Matt had seen footage before of sharks, how before they went in for the first bite, a nictitating membrane slid over their eyes to protect them from blood and viscera. Something weirdly similar happened to Kingman as his eyes glazed over. His reassuring smile became tight, became fake. Slowly his ancient head rotated ‘til it faced Roma.
“Roma, my dear, I’d like to speak to Mr. Cahill privately now.”
Without a word, she stood up and strode lithely out of the room, shutting the door behind her. Matt stared wistfully after her, already missing her gentle touch, her humanizing presence.
Once the door had closed, Kingman set the laptop on the bed, rose to his feet, and began to pace.
“Alastair’s message, Mr. Cahill, is simply a bluff. My forces may have deserted, but they would not dare attack the compound. They simply need time to pr
ocess the fact that Roma’s presence here is not a rejection of my life’s work, but its fulfillment. Which is obvious, when you understand her actual ancestry.” He paused and gestured toward Matt with a professorial gesture. “Let me ask you this: do you remember the section in my book where I explained the origin of the Aryan race?”

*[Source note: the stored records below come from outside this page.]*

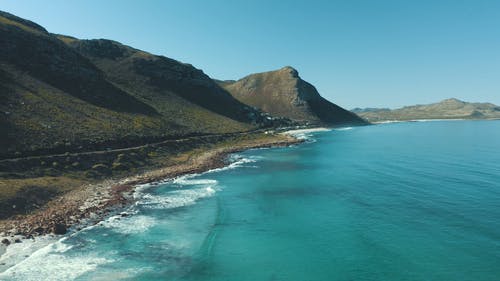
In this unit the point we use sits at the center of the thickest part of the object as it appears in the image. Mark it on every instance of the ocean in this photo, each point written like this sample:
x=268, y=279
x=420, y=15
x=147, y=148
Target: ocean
x=399, y=201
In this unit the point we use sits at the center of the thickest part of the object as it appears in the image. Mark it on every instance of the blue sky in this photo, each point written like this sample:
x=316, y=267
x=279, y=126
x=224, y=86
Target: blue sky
x=372, y=53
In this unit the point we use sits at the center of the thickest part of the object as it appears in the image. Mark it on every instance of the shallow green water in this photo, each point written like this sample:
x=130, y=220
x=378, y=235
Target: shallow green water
x=408, y=201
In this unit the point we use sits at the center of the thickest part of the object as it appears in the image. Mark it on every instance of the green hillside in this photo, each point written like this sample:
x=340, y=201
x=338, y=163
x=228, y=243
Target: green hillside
x=60, y=94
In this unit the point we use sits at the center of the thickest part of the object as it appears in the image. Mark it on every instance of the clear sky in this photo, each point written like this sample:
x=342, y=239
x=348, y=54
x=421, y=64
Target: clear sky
x=372, y=53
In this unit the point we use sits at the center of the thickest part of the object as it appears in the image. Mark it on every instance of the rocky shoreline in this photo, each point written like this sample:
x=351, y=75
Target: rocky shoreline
x=93, y=202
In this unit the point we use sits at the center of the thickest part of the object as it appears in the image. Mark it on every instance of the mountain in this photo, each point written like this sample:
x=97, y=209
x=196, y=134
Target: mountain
x=58, y=93
x=447, y=109
x=284, y=93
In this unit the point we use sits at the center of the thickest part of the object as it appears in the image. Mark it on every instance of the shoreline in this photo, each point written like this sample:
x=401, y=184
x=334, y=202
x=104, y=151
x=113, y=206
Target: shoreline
x=92, y=202
x=431, y=120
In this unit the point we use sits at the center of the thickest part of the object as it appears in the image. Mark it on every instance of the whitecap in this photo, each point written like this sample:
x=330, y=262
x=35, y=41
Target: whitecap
x=129, y=225
x=53, y=263
x=176, y=198
x=344, y=129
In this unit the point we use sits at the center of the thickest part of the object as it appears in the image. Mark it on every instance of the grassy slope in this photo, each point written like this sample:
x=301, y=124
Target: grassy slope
x=54, y=98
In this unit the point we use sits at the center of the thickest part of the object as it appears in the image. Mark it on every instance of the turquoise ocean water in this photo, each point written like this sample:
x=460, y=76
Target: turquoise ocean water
x=403, y=201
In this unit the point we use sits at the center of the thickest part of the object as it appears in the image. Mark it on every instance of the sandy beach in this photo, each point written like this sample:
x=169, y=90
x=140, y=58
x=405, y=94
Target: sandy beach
x=92, y=202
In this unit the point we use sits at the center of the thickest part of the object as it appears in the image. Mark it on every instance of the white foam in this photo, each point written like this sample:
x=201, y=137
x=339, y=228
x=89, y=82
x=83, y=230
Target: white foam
x=344, y=129
x=52, y=263
x=176, y=198
x=130, y=224
x=186, y=180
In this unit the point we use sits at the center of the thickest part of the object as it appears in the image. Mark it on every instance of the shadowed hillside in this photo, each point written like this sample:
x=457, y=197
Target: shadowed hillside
x=284, y=93
x=61, y=94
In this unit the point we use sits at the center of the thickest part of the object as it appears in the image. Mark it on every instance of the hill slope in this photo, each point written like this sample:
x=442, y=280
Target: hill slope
x=446, y=109
x=61, y=94
x=283, y=93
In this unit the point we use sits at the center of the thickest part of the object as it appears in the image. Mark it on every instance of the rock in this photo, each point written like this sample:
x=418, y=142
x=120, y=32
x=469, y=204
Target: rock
x=59, y=228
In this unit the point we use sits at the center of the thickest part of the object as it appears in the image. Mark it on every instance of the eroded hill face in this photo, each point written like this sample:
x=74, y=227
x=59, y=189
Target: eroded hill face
x=284, y=93
x=446, y=109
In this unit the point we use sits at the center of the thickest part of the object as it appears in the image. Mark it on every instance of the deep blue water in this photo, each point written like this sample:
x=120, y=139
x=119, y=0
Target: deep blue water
x=406, y=201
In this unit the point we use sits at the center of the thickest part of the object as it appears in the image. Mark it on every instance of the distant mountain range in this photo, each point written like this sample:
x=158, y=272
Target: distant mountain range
x=59, y=93
x=446, y=109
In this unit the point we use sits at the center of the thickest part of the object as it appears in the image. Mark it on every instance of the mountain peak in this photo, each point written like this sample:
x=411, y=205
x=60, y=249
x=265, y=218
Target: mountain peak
x=282, y=93
x=452, y=100
x=290, y=71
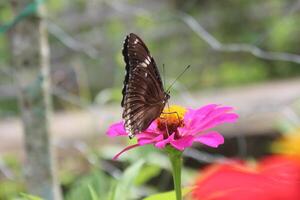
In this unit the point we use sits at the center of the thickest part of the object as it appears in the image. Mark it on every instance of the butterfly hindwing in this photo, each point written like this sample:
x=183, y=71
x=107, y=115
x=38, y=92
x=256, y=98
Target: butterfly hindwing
x=143, y=94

“I think I may have skipped that chapter.”
“Pity. In it, I clarify a common misconception; namely, that all Aryans are merely “white people.” In fact, Aryans are those who are directly descended from the Ob-Ugrians, the Uralic branch of the Indo-European family tree. The Ob-Ugrians migrated to Europe from northeastern Siberia. They conquered wherever they went, going as far west as Ireland and Iceland and as far south as Iran, Afghanistan, Pakistan, and northern India. In all these places they subjugated the lesser races and created great works of art and architecture and mighty civilizations.”
“Is that a fact.” Matt’s head was beginning to pound. Keep him talking. “So you’re saying that all the people from Dublin to Tehran are Aryan?”
“Were Aryan, Matt—were, until they intermingled with the blood of Picts, Huns, Semites, and Subcontinentals, and so bastardized their pure bloodline through miscegenation. A process that I, in choosing my bride, have chosen to reverse.”
Matt just stared at him. “And how do you reverse…”
“Would it surprise you to know that lovely Roma is not only Aryan, but a princess of the proto-Aryan Nivkh tribe? That she was born in the northeastern tip of Russia, on Sakhalin Island at the mouth of the Amur River, the very cradle of Aryanism? That she herself, at the age of seventeen, on May Day, like her mother, grandmother, and great-grandmother before her, was ritually married to Ursus Major, the Great Bear god? Making her, in essence, a goddess of Aryanism?” Behind his rimless glasses, Kingman’s eyes gleamed with madness, and spittle had collected in the corner of his mouth. The red, wormlike fissures beneath his skin squirmed and darkened with every word.